I have been working recently on a web app written in Clojure. I wanted to learn both Clojure and Bridge better and this app has helped me in both regards. I want to tell you the story of an action in this app and how I implemented it. It is a story that demonstrates one of my great struggles while I write Clojure code. As I work in Clojure, I often feel myself writing Rails code with more parentheses. I had this very problem with the action that is the subject of our story. This action parses a request, builds up a new object representing the result of a hand of Bridge and associates it with an in-progress Chicago Bridge game. As, you can see the code is very procedural. First, get the data we need, check if everything is present, then update the storage, then respond with a redirect.

(defn add-hand-to-chicago-game [request]
  (let [id (get-in request [:params :id])
        game (get @chicago-games id)
        hand (get-in request [:params :hand])]
    (if (not game) (not-found "NOT FOUND"))
    (swap! chicago-games assoc id (conj game (process-hand-params hand)))
    (redirect (str "/chicago_games/" id))))

This really bothered me. This is not the beauty of functions operating on data that I was longing to see. It got even worse once I added some validations. This version of the action doesn't even exist in the Git repo anymore so I can't show you. I hated it so much.

Finally, I bit the bullet. I broke this action apart into functions upon functions upon functions. Ahhhh, here was the beauty I was looking for...sort of. Granted, it didn't really look that beautiful. First, it's giant.
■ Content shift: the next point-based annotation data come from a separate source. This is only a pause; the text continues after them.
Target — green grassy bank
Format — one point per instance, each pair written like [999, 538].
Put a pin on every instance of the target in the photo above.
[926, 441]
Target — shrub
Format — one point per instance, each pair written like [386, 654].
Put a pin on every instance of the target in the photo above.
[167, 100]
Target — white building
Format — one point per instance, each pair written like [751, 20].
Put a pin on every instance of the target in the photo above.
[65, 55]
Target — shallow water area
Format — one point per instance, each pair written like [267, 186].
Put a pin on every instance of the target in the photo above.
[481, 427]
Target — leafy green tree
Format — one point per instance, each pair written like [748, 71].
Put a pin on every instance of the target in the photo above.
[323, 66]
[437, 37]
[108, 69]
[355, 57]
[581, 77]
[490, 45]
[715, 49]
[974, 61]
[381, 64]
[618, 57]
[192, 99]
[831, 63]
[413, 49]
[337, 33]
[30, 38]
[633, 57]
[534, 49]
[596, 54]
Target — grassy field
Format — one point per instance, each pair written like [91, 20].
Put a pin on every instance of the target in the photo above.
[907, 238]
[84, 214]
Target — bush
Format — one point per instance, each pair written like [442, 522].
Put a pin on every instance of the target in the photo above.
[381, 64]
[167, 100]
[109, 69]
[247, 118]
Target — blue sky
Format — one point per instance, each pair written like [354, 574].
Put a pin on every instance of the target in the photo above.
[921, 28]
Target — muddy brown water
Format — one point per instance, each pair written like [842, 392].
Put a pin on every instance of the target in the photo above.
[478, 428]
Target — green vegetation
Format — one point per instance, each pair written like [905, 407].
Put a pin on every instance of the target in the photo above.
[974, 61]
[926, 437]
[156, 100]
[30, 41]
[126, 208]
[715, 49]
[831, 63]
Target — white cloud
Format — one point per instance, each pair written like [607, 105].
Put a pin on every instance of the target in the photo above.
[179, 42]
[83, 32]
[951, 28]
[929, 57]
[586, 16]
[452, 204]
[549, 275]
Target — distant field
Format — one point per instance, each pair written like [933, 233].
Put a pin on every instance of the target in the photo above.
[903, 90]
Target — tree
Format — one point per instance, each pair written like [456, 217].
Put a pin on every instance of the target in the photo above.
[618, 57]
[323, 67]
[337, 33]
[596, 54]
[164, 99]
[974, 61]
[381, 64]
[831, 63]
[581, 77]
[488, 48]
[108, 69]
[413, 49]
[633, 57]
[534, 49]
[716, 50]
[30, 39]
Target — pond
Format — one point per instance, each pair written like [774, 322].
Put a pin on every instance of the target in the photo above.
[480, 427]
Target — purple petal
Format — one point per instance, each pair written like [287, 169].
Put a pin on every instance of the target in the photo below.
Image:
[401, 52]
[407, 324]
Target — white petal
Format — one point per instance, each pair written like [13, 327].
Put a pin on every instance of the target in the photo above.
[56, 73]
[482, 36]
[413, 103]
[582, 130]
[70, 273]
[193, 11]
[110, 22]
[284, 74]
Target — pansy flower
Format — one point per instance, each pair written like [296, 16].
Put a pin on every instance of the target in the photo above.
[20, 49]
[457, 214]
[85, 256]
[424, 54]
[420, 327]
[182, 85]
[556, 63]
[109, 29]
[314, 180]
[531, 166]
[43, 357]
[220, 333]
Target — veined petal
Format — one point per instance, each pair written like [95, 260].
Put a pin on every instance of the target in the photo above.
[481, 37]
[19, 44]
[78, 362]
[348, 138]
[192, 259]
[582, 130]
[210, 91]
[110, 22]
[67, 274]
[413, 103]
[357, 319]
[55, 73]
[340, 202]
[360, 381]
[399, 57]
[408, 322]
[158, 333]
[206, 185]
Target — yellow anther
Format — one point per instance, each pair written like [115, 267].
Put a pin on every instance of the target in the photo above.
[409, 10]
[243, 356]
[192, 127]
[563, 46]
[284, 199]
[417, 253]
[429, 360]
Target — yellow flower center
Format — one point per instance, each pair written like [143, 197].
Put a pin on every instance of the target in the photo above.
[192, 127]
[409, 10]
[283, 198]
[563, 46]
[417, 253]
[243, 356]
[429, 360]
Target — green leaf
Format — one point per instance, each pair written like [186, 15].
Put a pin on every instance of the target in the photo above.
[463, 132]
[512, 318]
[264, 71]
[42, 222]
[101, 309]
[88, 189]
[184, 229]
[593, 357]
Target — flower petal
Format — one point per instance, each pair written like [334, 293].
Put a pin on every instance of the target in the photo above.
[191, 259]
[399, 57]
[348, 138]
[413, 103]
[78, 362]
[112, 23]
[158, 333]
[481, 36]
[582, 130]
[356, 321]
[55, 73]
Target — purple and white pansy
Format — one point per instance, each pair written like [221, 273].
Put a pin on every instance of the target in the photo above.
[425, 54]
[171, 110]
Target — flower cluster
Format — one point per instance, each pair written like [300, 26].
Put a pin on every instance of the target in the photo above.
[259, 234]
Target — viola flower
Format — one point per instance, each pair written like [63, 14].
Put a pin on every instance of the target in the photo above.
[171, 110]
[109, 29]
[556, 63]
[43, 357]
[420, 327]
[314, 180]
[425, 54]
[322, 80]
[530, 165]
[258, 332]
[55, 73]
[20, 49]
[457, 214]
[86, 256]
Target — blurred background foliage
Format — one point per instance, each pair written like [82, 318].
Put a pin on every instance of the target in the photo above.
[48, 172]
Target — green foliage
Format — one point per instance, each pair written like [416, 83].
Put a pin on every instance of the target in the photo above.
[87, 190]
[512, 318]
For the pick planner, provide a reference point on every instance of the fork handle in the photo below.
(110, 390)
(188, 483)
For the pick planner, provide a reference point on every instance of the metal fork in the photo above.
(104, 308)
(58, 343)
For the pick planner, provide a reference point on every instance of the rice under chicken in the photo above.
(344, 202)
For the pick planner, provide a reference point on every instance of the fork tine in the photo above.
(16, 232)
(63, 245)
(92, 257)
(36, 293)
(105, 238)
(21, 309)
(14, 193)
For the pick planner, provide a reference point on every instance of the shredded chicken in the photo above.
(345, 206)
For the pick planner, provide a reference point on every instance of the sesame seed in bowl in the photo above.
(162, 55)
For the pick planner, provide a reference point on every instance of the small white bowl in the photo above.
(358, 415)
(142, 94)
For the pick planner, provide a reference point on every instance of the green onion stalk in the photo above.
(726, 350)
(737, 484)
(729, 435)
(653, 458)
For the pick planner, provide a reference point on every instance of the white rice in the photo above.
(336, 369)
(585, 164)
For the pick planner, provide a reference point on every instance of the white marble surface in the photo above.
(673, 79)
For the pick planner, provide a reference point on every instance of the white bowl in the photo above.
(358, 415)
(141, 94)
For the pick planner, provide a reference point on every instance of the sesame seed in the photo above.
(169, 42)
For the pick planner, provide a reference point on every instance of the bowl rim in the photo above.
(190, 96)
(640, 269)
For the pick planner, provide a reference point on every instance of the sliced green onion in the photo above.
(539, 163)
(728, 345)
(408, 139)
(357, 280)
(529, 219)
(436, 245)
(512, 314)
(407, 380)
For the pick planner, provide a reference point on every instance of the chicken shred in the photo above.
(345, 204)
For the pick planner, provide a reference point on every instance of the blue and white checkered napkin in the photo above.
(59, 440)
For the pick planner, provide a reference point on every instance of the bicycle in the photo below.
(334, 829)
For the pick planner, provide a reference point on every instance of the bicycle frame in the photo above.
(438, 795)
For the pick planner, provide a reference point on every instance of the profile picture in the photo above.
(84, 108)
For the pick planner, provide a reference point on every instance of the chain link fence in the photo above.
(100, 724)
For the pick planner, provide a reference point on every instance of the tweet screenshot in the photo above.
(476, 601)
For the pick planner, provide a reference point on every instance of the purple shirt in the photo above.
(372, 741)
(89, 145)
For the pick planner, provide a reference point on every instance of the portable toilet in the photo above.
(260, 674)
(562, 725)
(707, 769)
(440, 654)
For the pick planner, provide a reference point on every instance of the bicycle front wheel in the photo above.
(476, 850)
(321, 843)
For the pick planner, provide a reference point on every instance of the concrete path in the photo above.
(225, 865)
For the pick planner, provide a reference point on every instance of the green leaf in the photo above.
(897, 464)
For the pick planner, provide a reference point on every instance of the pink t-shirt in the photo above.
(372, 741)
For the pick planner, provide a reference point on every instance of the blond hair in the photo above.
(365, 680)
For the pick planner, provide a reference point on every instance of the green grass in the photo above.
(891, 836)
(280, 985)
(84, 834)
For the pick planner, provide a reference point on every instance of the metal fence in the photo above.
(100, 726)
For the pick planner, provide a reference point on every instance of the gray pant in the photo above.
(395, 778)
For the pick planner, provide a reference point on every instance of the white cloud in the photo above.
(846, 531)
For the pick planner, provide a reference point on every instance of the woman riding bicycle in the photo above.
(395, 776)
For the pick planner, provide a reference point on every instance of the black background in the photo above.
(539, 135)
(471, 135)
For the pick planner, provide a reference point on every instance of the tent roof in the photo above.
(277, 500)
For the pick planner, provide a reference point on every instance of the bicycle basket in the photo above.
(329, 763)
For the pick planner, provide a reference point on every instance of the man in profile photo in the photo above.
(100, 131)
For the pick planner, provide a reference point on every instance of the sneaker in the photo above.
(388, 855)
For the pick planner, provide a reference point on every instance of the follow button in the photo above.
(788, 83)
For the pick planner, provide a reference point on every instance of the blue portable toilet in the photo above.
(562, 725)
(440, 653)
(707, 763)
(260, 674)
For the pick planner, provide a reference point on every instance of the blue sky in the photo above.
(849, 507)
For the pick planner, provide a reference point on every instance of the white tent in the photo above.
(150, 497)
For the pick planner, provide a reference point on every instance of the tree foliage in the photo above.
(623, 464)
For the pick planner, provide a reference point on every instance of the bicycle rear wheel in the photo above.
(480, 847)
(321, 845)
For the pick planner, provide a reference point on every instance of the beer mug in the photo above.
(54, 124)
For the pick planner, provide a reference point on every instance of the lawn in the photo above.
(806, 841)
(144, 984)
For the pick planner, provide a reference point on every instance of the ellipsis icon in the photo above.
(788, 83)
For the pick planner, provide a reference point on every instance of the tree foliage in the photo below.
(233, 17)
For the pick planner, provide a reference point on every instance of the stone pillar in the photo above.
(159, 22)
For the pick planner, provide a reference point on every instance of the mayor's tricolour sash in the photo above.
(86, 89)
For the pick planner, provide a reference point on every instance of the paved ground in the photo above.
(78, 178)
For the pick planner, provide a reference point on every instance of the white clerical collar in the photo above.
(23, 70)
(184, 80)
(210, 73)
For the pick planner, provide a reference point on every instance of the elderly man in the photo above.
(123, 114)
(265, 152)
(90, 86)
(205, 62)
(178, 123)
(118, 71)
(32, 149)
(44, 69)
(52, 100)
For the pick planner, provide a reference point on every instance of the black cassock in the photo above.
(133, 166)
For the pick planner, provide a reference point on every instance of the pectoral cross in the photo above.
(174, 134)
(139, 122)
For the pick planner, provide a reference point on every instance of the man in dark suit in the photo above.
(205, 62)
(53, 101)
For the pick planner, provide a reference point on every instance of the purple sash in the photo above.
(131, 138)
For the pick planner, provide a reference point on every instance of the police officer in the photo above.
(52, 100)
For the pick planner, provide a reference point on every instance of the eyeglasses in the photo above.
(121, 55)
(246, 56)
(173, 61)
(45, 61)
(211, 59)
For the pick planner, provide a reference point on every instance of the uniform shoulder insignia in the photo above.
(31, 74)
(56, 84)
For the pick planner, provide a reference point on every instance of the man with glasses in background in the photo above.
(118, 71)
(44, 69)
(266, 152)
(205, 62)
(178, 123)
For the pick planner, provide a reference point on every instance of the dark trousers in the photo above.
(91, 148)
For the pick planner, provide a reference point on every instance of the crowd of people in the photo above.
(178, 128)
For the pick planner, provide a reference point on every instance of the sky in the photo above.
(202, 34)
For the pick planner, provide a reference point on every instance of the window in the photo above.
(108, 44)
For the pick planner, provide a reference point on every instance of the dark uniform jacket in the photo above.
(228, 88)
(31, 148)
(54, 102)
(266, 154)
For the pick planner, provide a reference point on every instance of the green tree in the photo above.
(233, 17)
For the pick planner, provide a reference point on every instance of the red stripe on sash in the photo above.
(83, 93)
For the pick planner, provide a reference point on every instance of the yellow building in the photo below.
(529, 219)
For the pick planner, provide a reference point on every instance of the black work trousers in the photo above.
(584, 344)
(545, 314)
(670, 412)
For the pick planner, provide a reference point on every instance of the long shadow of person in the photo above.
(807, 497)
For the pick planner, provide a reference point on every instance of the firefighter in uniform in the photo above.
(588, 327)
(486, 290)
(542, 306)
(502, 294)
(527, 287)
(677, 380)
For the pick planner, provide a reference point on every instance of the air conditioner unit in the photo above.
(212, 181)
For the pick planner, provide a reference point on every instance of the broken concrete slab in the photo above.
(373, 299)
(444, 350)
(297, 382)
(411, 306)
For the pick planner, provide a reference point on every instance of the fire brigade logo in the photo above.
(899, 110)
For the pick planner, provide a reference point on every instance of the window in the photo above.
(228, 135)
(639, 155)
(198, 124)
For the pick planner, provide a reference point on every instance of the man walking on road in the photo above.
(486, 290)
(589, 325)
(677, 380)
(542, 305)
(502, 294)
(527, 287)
I took a seven line function and ballooned it out into almost 40 lines.

(defn extract-params [request]
  {:id (get-in request [:params :id])
   :hand (get-in request [:params :hand])})

(defn enrich-with-prereqs [request]
   (assoc request :game (get @chicago-games (:id request))))

(defn validate-prereqs [prereqs]
  (assoc prereqs :errors (validate/hand (:hand prereqs))))

(defn derive-status [prereqs]
  (assoc prereqs :status
           (nil? (:game prereqs)) 404
           (not (empty? (:errors prereqs))) 422
           :else 201)))

(defn persist [request]
  (let [new-game (conj (:game request) (process-hand-params (:hand request)))]
    (swap! chicago-games assoc (:id request) new-game)
    (assoc request :game new-game)))

(defn conditionally-persist [request]
  (if (= (:status request) 201)
    (persist request)

(defn render [request]
    (= (:status request) 404) (not-found "NOT FOUND")
    :else (views/display-chicago-game (:id request) (:game request) (:errors request))))

(defn add-hand-to-chicago-game [request]
    (-> request extract-params enrich-with-prereqs validate-prereqs
        derive-status conditionally-persist render))

I suspect anyone who wanted to get any real work done in this language would object to this style. And I would totally agree with them. However, for this toy app, it works fine.

In thinking about this, my mind is drawn towards thinking about Ring. Ring is a Clojure middleware stack and spec. It takes a similar approach to Ruby's Rack framework. It works by applying a series of functions to the data that is the HTTP request and returning data that will be the HTTP response. In order to get the aesthetic I want, perhaps I should be pushing more of the contents of this action into the Ring stack. Rather than extracting params in the action, perhaps a param-extractor middleware which is built up with a map of pairs of verbs and actions pointing to a map representing the parameters to be extracted. At this point, the contents of the action could be changed to only validation, persistence, and rendering. I may attempt spiking this out to see what it would look like. Until then, that's the story of this action and I'm sticking to it.